Every year I hear grumbling on social media about Bird of the Year, and apologies from those running the accounts for spamming everyone’s feed with over-the-top bird enthusiasm. But, I reckon that the Bird of the Year is so incredibly important, and this is why:

For context, I’m currently studying non-human charisma (the it-factor of nature) and whether, in New Zealand, we put more money, time and effort into conserving the critters and plants that we find charismatic over the ones that we don’t. When I tell professional conservationists what I’m looking at they say something along the lines of “duh, of course we do.” But doing a research project allows you the time and space to unpick a problem and look at it from many angles. And this is what I’m doing.

My first job was to define the problem. What do we find to be charismatic about nature? What are the things that make up that attractive it-factor? I read an awful lot of research papers, and my favourite category is the importance that a particular critter or plant has to people. In fact, the importance to the community is one of the factors that DOC use in prioritising conservation effort. But the definition of public here is that we don’t have specialist knowledge about a subject. Some of our birds are so endangered and their populations are at such low levels or on offshore islands that the public isn’t likely to bump into them and learn about them in-person. So, everything that we know about them will come from the media or social media.

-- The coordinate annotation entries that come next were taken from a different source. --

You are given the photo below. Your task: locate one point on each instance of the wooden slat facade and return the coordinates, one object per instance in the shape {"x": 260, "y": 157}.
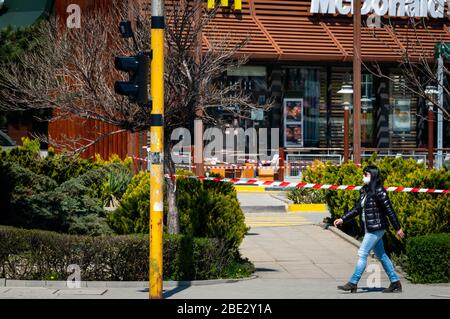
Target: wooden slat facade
{"x": 281, "y": 30}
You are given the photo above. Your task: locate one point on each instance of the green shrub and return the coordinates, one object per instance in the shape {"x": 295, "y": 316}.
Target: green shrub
{"x": 428, "y": 258}
{"x": 132, "y": 216}
{"x": 305, "y": 196}
{"x": 36, "y": 201}
{"x": 210, "y": 210}
{"x": 207, "y": 209}
{"x": 418, "y": 213}
{"x": 39, "y": 255}
{"x": 57, "y": 167}
{"x": 115, "y": 187}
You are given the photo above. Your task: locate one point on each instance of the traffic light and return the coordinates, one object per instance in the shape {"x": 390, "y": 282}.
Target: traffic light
{"x": 136, "y": 89}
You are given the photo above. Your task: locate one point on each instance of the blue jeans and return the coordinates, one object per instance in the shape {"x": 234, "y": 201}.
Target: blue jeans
{"x": 373, "y": 240}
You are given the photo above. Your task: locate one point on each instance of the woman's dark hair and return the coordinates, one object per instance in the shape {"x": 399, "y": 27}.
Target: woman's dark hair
{"x": 375, "y": 180}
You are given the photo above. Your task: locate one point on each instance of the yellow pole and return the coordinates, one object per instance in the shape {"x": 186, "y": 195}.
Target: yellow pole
{"x": 156, "y": 151}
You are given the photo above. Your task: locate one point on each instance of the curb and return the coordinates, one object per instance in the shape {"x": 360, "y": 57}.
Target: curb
{"x": 343, "y": 235}
{"x": 281, "y": 198}
{"x": 264, "y": 209}
{"x": 115, "y": 284}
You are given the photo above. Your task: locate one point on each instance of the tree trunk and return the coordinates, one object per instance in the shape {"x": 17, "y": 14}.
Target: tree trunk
{"x": 173, "y": 218}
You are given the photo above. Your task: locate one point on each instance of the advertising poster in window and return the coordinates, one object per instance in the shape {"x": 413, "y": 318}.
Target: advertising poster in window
{"x": 402, "y": 116}
{"x": 293, "y": 122}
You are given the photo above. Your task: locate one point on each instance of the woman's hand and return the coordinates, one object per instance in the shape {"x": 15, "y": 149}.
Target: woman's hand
{"x": 400, "y": 233}
{"x": 338, "y": 222}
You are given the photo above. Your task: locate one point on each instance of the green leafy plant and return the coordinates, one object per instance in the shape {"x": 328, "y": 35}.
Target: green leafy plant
{"x": 132, "y": 216}
{"x": 115, "y": 187}
{"x": 428, "y": 258}
{"x": 43, "y": 255}
{"x": 305, "y": 196}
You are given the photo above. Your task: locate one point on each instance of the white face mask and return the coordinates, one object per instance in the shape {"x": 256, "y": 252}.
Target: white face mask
{"x": 366, "y": 179}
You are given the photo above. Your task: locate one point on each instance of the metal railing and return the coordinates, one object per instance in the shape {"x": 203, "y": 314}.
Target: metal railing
{"x": 296, "y": 163}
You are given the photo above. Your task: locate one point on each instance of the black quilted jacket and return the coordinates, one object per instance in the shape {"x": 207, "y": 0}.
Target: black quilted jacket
{"x": 378, "y": 209}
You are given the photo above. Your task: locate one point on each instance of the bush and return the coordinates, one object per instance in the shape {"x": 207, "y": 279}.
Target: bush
{"x": 210, "y": 209}
{"x": 115, "y": 187}
{"x": 207, "y": 209}
{"x": 418, "y": 213}
{"x": 132, "y": 216}
{"x": 36, "y": 201}
{"x": 57, "y": 167}
{"x": 39, "y": 255}
{"x": 305, "y": 196}
{"x": 428, "y": 258}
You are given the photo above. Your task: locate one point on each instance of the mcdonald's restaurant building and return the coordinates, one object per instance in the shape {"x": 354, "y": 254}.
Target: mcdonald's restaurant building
{"x": 301, "y": 55}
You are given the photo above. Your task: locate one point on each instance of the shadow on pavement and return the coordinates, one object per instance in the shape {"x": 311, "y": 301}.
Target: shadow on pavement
{"x": 180, "y": 287}
{"x": 264, "y": 269}
{"x": 367, "y": 289}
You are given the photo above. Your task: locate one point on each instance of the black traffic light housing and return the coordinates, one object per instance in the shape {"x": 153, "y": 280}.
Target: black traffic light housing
{"x": 136, "y": 89}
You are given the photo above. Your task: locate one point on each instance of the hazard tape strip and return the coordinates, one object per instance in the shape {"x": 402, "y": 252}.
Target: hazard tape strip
{"x": 237, "y": 166}
{"x": 250, "y": 181}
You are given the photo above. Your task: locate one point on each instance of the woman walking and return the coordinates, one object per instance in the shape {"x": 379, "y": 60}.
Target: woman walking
{"x": 375, "y": 209}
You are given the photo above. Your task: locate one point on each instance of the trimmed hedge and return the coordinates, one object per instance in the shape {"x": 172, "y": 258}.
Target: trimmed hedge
{"x": 428, "y": 258}
{"x": 43, "y": 255}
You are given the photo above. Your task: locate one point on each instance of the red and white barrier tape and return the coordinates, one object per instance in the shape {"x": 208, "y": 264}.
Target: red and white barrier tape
{"x": 250, "y": 181}
{"x": 237, "y": 166}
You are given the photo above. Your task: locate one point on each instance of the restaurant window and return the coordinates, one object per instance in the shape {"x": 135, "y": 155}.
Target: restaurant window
{"x": 252, "y": 81}
{"x": 367, "y": 110}
{"x": 301, "y": 107}
{"x": 402, "y": 119}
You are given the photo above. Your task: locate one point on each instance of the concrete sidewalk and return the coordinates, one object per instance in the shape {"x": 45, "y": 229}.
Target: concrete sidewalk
{"x": 294, "y": 258}
{"x": 292, "y": 262}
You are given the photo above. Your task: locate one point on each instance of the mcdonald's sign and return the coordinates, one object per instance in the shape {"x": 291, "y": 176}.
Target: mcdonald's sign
{"x": 237, "y": 4}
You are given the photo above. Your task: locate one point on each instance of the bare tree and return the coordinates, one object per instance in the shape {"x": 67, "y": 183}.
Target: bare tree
{"x": 417, "y": 63}
{"x": 72, "y": 72}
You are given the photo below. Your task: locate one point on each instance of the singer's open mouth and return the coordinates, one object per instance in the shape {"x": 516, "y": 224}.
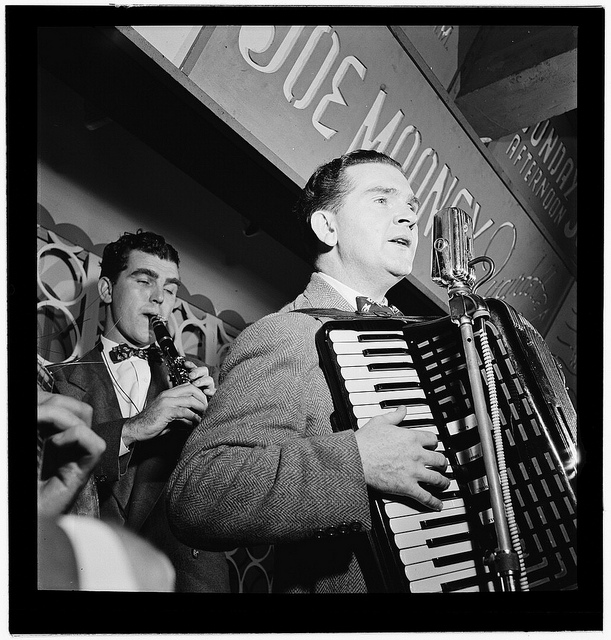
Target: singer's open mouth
{"x": 402, "y": 241}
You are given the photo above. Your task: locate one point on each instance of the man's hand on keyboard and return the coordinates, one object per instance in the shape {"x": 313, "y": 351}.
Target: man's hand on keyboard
{"x": 400, "y": 461}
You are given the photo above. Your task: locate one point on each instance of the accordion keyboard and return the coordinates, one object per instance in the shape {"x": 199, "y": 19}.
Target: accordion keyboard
{"x": 373, "y": 365}
{"x": 435, "y": 548}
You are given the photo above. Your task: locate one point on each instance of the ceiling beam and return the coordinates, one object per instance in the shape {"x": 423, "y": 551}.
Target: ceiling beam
{"x": 513, "y": 78}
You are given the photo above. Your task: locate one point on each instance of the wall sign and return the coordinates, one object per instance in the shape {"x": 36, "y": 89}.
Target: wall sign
{"x": 305, "y": 94}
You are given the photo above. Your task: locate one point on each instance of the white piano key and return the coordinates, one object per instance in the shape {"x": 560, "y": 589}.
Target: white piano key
{"x": 427, "y": 570}
{"x": 400, "y": 510}
{"x": 422, "y": 553}
{"x": 422, "y": 536}
{"x": 420, "y": 412}
{"x": 357, "y": 360}
{"x": 344, "y": 335}
{"x": 435, "y": 584}
{"x": 426, "y": 426}
{"x": 359, "y": 347}
{"x": 402, "y": 524}
{"x": 366, "y": 397}
{"x": 368, "y": 383}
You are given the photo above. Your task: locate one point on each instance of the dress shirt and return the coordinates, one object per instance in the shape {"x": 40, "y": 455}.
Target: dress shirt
{"x": 347, "y": 292}
{"x": 131, "y": 379}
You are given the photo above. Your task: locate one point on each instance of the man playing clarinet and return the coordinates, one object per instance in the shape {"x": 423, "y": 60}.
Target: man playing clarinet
{"x": 143, "y": 419}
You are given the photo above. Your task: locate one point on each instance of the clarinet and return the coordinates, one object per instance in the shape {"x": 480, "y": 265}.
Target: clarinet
{"x": 179, "y": 374}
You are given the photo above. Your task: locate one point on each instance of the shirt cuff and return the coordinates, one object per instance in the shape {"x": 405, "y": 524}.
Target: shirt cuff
{"x": 122, "y": 449}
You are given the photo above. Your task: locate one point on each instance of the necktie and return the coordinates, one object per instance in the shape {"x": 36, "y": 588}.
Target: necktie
{"x": 124, "y": 351}
{"x": 367, "y": 306}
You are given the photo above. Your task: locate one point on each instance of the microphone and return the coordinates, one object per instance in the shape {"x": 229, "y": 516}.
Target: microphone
{"x": 452, "y": 252}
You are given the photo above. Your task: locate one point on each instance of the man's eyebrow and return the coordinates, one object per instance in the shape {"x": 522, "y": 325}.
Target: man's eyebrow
{"x": 379, "y": 189}
{"x": 391, "y": 190}
{"x": 143, "y": 271}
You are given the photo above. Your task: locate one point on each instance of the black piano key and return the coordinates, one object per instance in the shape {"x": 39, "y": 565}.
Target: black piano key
{"x": 451, "y": 539}
{"x": 457, "y": 585}
{"x": 396, "y": 386}
{"x": 396, "y": 402}
{"x": 389, "y": 366}
{"x": 416, "y": 423}
{"x": 392, "y": 351}
{"x": 448, "y": 561}
{"x": 442, "y": 522}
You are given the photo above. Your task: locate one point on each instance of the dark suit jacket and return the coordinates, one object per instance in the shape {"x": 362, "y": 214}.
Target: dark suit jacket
{"x": 130, "y": 486}
{"x": 265, "y": 466}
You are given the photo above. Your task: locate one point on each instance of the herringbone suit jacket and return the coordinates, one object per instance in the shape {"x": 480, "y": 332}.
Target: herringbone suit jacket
{"x": 130, "y": 486}
{"x": 265, "y": 466}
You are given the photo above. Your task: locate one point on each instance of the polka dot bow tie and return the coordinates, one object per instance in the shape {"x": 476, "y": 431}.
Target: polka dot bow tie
{"x": 124, "y": 351}
{"x": 367, "y": 306}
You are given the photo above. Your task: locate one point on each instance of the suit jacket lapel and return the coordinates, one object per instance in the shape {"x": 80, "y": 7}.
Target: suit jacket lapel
{"x": 320, "y": 294}
{"x": 154, "y": 458}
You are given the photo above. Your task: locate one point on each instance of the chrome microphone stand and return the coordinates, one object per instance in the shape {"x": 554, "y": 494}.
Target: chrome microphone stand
{"x": 452, "y": 267}
{"x": 464, "y": 308}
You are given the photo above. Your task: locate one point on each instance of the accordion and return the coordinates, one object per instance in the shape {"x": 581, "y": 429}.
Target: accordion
{"x": 372, "y": 365}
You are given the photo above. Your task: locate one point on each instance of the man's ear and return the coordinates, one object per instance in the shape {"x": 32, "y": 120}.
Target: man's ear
{"x": 105, "y": 290}
{"x": 323, "y": 225}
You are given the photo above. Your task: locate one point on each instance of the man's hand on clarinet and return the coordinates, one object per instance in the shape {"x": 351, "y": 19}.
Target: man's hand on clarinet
{"x": 201, "y": 378}
{"x": 71, "y": 451}
{"x": 184, "y": 403}
{"x": 402, "y": 461}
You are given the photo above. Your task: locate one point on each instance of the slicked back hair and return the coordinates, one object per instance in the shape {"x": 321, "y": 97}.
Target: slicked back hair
{"x": 116, "y": 254}
{"x": 327, "y": 188}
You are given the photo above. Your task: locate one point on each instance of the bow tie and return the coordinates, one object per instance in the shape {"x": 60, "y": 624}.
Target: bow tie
{"x": 367, "y": 306}
{"x": 124, "y": 351}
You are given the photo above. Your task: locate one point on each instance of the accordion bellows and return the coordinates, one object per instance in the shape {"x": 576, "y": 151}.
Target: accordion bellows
{"x": 373, "y": 365}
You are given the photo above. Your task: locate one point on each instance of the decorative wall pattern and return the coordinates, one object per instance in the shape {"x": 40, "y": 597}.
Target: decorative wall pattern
{"x": 70, "y": 320}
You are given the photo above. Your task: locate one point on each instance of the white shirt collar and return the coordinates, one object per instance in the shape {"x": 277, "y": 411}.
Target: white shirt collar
{"x": 345, "y": 291}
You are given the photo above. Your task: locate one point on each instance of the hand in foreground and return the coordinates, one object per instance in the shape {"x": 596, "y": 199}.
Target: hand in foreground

And this is where Bird of the Year comes in, with all its enthusiasm and all its noise. The whole point of the campaign is to make the community aware the huge variety of birds in Aotearoa, in the hope that there will then be support for their conservation. Who, before the amazing campaign the ConSERT team at Canterbury University ran two years ago, knew anything about the kakī or black stilt? Who could, without looking it up, could say how many species of kiwi we have? Was the last time you heard about the kakaruia, the Chatham Island black robin, when you were reading the “Old Blue” book to your kids?

The hope is that Bird of the Year will move these birds onto or up the public radar, and they will therefore become newsworthy. We will hopefully then be able to read how the kakī breeding season is going in the newspapers, and get excited for a chance to see a real life tūturuatu (shore plover) or tawaki (Fiordland crested penguin) on our summer break. The hope is that these birds become part of the public’s consciousness so, should anything threaten their populations, we will care and not allow it to happen.

Bird of the Year is two weeks a year, but if it’s too much, do, please, mute us. I admit that we’re noisy. The birds can be too! But, also, go and find out about Kaikōura tītī or mōhua or mātātā, how their population is looking and how you can help to make sure that we conserve all of the birds for generations to come.